DOJ says it was hit by SolarWinds hackers
The Justice Department today said hackers likely accessed about 3% of email inboxes.
The Justice Department today confirmed its systems were compromised as part of the ongoing breach by suspected Russian intelligence agents that exploited a backdoor vulnerability in the IT management software SolarWinds Orion.
DOJ late last month "learned of previously unknown malicious activity linked to the global SolarWinds incident that has affected multiple federal agencies and technology contractors, among others," according to spokesman Marc Raimondi.
Raimondi said hackers are believed to have accessed "around" 3% of email inboxes, but not any classified systems.
DOJ's confirmation comes the day after a White House task force for the first time attributed the SolarWinds Orion hack to a Russian entity. The group, called the Cyber Unified Coordination Group, also said it believes "fewer than" 10 federal agencies were victimized by hackers following the initial breach.

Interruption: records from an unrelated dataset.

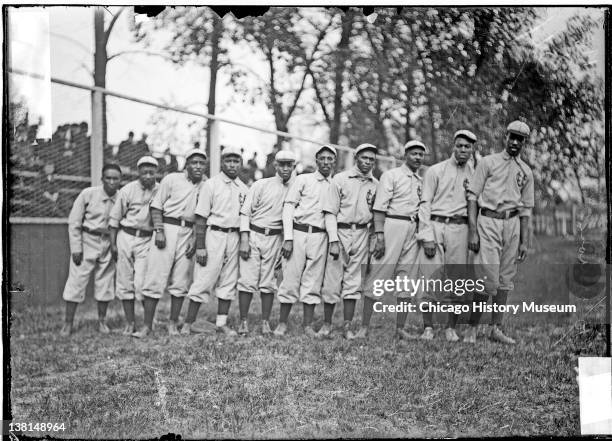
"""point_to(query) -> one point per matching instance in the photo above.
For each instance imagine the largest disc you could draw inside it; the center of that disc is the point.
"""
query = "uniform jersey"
(444, 193)
(398, 192)
(177, 195)
(220, 200)
(132, 207)
(90, 210)
(503, 182)
(263, 206)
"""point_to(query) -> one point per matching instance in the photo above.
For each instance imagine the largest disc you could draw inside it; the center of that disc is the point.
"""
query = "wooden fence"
(568, 220)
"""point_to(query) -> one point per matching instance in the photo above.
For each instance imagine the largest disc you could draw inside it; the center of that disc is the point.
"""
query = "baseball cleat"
(226, 330)
(402, 334)
(142, 333)
(129, 329)
(66, 330)
(265, 327)
(470, 335)
(172, 329)
(280, 330)
(427, 333)
(310, 332)
(498, 335)
(362, 333)
(325, 331)
(186, 329)
(243, 329)
(103, 328)
(451, 335)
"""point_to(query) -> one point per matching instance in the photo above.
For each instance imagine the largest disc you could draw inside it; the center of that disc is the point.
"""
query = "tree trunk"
(100, 60)
(342, 55)
(279, 117)
(432, 132)
(214, 68)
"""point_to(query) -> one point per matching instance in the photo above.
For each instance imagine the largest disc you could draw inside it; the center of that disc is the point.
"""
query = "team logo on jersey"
(370, 199)
(521, 178)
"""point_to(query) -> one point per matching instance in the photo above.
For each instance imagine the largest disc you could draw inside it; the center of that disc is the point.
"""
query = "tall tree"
(281, 35)
(101, 58)
(192, 35)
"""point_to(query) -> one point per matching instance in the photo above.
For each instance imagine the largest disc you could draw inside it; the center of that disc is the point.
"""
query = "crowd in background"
(47, 175)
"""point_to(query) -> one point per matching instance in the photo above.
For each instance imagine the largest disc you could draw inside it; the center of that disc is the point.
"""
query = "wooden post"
(96, 154)
(215, 148)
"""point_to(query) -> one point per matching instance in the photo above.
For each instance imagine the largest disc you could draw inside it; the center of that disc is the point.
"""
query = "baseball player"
(305, 246)
(443, 224)
(169, 264)
(130, 231)
(348, 212)
(217, 240)
(395, 223)
(261, 240)
(90, 248)
(503, 188)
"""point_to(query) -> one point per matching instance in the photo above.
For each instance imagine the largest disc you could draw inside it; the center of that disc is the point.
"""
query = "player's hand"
(334, 250)
(114, 252)
(379, 248)
(473, 241)
(77, 258)
(201, 256)
(190, 249)
(430, 248)
(160, 240)
(245, 250)
(522, 255)
(287, 249)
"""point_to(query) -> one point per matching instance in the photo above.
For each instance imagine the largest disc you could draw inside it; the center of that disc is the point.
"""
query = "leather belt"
(507, 214)
(225, 230)
(408, 218)
(347, 226)
(95, 233)
(175, 221)
(266, 231)
(136, 232)
(450, 220)
(308, 228)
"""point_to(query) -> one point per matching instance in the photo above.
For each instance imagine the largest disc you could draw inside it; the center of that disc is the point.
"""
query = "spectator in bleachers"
(49, 189)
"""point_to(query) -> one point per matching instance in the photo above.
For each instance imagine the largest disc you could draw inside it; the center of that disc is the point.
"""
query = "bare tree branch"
(142, 52)
(319, 97)
(111, 25)
(308, 64)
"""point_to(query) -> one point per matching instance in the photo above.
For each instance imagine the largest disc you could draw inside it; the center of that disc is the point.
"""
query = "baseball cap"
(466, 134)
(231, 150)
(192, 152)
(366, 146)
(150, 160)
(285, 155)
(331, 148)
(519, 128)
(415, 144)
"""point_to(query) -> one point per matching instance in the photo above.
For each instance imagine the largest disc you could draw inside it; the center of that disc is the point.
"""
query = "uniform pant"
(257, 272)
(400, 258)
(449, 263)
(132, 253)
(495, 262)
(169, 268)
(220, 275)
(343, 276)
(97, 259)
(303, 272)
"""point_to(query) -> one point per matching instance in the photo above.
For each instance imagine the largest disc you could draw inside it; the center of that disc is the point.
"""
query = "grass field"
(206, 386)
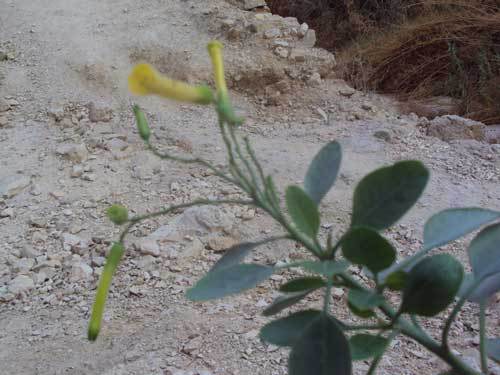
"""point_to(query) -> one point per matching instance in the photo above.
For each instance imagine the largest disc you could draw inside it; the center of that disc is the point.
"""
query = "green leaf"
(285, 301)
(396, 280)
(448, 225)
(384, 196)
(493, 348)
(364, 346)
(285, 331)
(326, 268)
(117, 214)
(303, 210)
(487, 287)
(365, 246)
(484, 252)
(432, 285)
(229, 280)
(235, 255)
(321, 350)
(364, 300)
(323, 171)
(302, 284)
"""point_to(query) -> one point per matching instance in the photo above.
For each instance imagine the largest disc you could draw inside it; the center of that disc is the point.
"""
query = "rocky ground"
(69, 149)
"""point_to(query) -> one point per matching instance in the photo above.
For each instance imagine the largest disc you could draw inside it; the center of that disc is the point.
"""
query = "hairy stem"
(482, 336)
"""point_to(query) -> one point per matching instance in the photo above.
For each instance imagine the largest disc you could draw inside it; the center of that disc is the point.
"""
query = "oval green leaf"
(364, 346)
(229, 280)
(484, 252)
(303, 211)
(285, 331)
(365, 246)
(323, 171)
(384, 196)
(432, 285)
(493, 348)
(321, 350)
(302, 284)
(448, 225)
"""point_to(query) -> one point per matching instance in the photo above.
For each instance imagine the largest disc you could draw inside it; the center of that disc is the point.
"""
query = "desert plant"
(321, 343)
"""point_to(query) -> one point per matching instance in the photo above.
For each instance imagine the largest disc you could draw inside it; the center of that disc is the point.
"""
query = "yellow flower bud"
(145, 80)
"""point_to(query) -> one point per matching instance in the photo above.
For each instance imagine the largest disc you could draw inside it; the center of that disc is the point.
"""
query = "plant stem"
(482, 336)
(409, 330)
(199, 202)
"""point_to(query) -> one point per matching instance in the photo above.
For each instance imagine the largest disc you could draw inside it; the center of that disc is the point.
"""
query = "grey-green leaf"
(303, 210)
(364, 346)
(484, 252)
(321, 350)
(493, 348)
(365, 246)
(323, 171)
(448, 225)
(285, 331)
(384, 196)
(285, 301)
(303, 283)
(487, 287)
(432, 285)
(229, 280)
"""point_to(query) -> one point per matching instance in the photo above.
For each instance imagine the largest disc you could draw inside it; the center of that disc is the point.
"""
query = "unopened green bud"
(112, 262)
(117, 214)
(142, 123)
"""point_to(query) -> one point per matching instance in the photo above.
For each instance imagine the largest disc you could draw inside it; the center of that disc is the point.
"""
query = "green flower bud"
(112, 262)
(142, 123)
(117, 214)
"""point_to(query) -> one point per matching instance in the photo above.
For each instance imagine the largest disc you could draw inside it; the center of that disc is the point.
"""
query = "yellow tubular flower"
(224, 106)
(145, 80)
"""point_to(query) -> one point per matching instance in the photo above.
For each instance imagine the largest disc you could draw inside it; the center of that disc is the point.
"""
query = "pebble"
(12, 185)
(21, 284)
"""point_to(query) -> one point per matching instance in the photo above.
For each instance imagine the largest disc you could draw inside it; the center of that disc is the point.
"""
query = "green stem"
(199, 202)
(482, 336)
(409, 330)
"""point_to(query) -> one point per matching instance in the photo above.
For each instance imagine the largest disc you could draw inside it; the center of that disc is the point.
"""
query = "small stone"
(148, 246)
(4, 105)
(272, 33)
(347, 92)
(89, 177)
(99, 114)
(13, 185)
(221, 243)
(8, 212)
(4, 121)
(281, 52)
(314, 80)
(383, 134)
(24, 265)
(38, 222)
(298, 54)
(76, 171)
(309, 40)
(21, 284)
(304, 28)
(73, 152)
(81, 272)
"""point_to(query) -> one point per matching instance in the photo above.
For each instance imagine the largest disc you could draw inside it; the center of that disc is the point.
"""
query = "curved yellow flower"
(145, 80)
(224, 106)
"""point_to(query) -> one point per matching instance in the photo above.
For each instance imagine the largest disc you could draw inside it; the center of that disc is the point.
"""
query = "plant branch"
(482, 336)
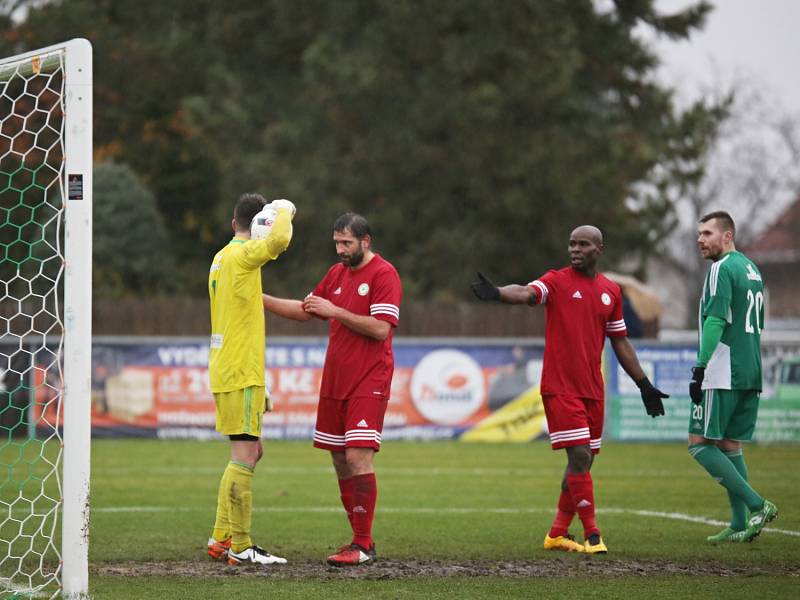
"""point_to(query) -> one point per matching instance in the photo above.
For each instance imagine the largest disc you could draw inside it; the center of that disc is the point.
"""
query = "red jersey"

"As part of the ongoing technical analysis, the department has determined that the activity constitutes a major incident under the Federal Information Security Modernization Act, and is taking the steps consistent with that determination," Raimondi said.
Additionally, the Cybersecurity and Infrastructure Security Agency issued new guidance for agencies that were running SolarWinds Orion, one of the IT management products compromised by the hack.
The supplemental guidance tasks agencies that ran affected SolarWinds products to conduct a forensic analysis and agencies that "accept the risk of running SolarWinds Orion," must take steps to harden their systems. Agency CIOs must submit status report to CISA on these efforts on Jan. 19 and Jan. 25.
"Given the threat actor's interest in compromising identity, CISA is requiring agencies to provide additional details in order to map the possible threat space that was impacted as part of the compromise," the agency said in the supplemental guidance.